Figure 6: Cross-tab heatmap of the calculation pattern on error type, when one rule is added into the prompt that forces a percent scale for percentage change calculations.
Figure 7: Cross-tab heatmap of the calculation pattern on error type, when a rule is added to calculate the change in percentage as subtraction.
Figure 8: Cross-tab heatmap of the calculation pattern on error type, when a rule is added to calculate the year average into the prompt.
Figure 9: Prompt Extending Algorithm iterations with rules. Impact of rules on global performance
A salient discovery is the existence of an empirically optimal prompt rule count Kopt, where further rules lead to diminishing return or worsen performance due to cognitive overload and internal conflicts.
Implications and Future Directions
The work establishes a powerful paradigm for deploying privacy-compliant, auditable, and efficient arithmetic reasoning agents completely on-premises without resorting to large, opaque, API-dependent models. The integration of error-driven prompt optimization with code-generation decomposition bridges the gap between model interpretability, accuracy, and regulatory suitability.
Practical Impact:
- Deployment: Enables practical AI agents for financial analytics or healthcare, with strong auditability trails and no data leakage.

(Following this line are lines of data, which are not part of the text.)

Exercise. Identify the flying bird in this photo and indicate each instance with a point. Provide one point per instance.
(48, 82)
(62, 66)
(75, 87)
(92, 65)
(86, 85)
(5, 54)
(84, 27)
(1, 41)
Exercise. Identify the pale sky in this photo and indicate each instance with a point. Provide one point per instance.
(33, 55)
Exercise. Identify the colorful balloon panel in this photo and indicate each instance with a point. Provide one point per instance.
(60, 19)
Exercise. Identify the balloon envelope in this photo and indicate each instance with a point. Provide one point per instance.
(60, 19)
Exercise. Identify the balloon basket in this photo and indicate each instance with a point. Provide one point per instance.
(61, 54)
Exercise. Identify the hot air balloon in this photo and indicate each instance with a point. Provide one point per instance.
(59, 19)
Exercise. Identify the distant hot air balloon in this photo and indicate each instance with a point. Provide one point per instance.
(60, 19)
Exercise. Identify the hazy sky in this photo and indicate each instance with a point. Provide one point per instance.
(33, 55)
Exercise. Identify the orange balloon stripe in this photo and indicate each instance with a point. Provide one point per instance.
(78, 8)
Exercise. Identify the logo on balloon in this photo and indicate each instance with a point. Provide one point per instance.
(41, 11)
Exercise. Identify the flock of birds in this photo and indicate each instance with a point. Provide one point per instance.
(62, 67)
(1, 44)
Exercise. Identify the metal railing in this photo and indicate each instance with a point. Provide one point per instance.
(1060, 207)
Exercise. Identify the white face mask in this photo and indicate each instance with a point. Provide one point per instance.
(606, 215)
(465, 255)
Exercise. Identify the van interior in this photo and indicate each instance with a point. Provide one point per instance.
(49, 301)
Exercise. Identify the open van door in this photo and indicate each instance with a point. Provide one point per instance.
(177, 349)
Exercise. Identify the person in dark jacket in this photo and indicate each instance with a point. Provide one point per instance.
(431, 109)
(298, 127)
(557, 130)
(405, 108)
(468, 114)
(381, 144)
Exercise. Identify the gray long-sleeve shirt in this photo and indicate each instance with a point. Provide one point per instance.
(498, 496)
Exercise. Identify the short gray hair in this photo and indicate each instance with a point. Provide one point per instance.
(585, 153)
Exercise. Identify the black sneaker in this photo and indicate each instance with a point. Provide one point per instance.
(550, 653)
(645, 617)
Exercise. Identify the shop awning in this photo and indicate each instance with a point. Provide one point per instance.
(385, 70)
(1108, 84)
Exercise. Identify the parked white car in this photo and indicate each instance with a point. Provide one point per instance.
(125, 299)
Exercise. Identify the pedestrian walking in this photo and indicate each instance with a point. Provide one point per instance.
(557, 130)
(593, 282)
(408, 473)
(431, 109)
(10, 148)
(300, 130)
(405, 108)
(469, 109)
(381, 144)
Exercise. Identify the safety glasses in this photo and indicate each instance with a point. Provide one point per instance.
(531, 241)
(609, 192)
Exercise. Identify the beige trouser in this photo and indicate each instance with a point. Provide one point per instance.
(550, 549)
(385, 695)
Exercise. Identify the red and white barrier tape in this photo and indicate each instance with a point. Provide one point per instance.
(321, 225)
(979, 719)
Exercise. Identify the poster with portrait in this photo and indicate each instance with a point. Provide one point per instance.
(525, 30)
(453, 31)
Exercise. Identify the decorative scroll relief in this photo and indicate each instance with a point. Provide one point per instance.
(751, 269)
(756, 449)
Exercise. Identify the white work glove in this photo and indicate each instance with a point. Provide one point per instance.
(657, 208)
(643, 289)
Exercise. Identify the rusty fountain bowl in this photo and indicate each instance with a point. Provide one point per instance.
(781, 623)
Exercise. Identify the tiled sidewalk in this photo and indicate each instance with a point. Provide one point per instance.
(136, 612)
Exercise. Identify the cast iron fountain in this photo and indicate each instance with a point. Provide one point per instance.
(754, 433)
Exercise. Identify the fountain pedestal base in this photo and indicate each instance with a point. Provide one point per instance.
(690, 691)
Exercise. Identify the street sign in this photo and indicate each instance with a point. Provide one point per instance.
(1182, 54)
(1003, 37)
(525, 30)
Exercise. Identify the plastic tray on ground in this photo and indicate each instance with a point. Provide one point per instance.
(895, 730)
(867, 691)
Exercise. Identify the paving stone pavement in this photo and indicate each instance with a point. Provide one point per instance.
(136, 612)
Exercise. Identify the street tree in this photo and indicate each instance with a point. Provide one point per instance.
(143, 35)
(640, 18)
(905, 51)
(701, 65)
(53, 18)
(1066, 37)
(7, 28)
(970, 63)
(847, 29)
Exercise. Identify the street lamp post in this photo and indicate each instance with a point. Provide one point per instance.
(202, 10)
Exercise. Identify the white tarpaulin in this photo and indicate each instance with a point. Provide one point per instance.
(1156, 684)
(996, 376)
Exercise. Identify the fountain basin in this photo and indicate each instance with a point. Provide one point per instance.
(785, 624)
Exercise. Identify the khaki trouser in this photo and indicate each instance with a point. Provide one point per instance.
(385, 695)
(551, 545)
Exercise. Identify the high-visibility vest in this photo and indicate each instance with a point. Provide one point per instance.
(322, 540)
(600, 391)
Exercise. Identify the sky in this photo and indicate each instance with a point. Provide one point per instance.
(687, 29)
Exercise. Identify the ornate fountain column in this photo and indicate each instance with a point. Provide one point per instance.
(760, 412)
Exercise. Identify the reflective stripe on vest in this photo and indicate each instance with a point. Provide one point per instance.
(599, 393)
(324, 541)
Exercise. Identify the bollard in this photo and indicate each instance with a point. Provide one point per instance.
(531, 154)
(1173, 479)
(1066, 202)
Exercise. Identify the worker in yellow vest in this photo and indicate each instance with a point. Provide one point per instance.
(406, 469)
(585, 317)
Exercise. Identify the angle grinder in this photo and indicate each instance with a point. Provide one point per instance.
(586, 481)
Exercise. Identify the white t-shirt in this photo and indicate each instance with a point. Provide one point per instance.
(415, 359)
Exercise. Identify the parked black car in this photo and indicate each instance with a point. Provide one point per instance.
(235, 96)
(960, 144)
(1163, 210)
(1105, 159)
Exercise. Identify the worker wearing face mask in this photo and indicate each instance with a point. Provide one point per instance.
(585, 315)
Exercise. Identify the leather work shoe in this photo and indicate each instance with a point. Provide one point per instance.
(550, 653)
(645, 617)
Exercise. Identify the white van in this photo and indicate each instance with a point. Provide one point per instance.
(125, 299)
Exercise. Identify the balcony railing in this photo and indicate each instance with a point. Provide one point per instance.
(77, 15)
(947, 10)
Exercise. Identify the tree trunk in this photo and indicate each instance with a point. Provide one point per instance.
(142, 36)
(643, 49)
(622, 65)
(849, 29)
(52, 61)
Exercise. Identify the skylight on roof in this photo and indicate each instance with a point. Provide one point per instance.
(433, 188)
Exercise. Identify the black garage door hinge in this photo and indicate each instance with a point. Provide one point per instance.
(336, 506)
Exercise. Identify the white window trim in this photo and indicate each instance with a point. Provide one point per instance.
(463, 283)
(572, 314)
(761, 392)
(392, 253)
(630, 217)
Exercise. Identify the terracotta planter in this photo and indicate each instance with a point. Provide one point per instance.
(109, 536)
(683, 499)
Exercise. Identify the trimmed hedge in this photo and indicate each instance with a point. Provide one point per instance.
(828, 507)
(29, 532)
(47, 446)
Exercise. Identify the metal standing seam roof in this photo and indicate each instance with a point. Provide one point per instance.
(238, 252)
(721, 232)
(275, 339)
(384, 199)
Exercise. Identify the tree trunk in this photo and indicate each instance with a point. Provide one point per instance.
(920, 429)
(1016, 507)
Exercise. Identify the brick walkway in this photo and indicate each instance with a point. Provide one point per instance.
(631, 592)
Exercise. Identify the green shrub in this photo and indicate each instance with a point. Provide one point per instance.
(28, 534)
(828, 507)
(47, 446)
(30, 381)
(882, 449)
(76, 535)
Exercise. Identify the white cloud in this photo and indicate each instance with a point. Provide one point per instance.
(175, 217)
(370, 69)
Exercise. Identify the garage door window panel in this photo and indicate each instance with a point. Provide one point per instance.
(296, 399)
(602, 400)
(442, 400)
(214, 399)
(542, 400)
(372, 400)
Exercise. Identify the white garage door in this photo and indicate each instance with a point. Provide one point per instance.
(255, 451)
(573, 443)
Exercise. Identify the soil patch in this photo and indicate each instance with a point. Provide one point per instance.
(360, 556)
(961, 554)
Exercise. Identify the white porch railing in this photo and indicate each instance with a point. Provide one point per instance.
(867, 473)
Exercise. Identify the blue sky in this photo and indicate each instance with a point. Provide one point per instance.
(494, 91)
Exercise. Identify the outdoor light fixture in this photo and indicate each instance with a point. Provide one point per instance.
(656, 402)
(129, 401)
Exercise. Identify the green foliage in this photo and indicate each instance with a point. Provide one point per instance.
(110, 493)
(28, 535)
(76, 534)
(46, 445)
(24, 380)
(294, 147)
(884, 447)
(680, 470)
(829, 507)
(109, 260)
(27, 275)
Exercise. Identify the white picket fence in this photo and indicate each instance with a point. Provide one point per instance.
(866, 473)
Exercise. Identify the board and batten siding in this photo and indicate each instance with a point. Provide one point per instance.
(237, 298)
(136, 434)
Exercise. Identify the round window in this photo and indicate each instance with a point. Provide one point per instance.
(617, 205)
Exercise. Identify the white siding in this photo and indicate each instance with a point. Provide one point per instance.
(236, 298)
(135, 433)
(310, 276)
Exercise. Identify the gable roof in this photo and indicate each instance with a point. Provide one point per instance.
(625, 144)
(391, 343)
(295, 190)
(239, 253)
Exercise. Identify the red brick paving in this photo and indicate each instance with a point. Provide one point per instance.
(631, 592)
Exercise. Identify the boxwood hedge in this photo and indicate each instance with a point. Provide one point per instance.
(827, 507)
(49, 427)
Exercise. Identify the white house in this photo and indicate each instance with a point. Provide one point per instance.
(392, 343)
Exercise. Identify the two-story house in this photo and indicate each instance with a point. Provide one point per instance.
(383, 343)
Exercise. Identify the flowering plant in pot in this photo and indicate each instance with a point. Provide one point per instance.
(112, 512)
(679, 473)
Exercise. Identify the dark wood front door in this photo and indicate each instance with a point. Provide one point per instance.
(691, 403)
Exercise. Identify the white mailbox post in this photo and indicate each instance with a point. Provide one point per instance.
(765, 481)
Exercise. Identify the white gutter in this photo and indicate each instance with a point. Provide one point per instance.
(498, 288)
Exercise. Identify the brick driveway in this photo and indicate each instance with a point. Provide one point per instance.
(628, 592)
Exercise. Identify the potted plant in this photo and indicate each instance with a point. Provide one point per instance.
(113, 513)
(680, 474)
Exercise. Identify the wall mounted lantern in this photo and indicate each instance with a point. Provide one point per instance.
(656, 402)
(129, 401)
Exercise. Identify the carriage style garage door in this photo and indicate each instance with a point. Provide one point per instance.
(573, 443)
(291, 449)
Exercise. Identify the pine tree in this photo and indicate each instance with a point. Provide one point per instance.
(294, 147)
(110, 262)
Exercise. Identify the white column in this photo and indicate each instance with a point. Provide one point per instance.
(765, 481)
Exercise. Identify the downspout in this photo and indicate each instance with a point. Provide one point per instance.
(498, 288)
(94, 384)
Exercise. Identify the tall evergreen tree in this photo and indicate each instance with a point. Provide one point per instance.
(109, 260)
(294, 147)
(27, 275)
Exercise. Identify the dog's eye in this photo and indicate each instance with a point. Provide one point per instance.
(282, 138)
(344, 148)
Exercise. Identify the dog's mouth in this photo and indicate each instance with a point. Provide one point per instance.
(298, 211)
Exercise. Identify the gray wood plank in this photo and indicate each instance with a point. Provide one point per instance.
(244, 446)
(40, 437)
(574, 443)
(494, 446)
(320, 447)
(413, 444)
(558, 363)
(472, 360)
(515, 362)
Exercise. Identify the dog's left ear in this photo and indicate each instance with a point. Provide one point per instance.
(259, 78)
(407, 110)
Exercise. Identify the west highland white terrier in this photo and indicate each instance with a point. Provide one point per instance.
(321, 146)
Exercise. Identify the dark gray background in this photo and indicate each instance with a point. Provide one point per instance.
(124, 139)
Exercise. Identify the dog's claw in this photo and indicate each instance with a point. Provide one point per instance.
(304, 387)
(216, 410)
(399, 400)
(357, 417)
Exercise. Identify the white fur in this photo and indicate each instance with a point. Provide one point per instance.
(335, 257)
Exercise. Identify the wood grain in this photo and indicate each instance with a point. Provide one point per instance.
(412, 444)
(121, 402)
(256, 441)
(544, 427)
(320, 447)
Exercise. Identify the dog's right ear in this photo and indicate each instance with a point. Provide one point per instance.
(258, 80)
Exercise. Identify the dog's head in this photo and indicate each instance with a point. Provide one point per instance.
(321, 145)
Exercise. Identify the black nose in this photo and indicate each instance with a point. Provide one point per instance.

- Sustainability: SLMs require dramatically less hardware and energy than LLMs, reducing operational costs.
Theoretical Implications:
- Prompt engineering as regularization: Imposes a new optimality constraint balancing informativeness with cognitive load—analogous to model complexity control in statistical learning.
- Task factorization: Decoupling semantic parsing from arithmetic computation appears essential when model scale or in-domain fine-tuning is constrained.
Directions for Future Research:
- Automation: While rule induction is partly expert-driven, further research could target end-to-end automation using explainable AI techniques.
- Domain transfer: Generalization to domains beyond finance or to more complex (multi-modal, hybrid) datasets remains open.
- Comparative benchmarking: Integration with alternative reasoning frameworks, such as tool-augmented LLMs or neural-symbolic systems, could further clarify the boundaries of prompt optimization versus model finetuning.
Conclusion
This work decisively demonstrates that prompt-based, iterative, error-driven rule induction—when paired with programmatic reasoning via code generation—can unlock the arithmetic abilities of small LMs for tabular QA, achieving and exceeding the accuracy of much larger models while maintaining privacy and interpretability. The findings underscore that SLM optimization requires a discipline distinct from that developed for LLMs, informed by systematic error analysis and prompt minimalism. Future advances are anticipated in automated rule discovery and cross-domain generalization, extending the utility of this approach to even broader AI applications.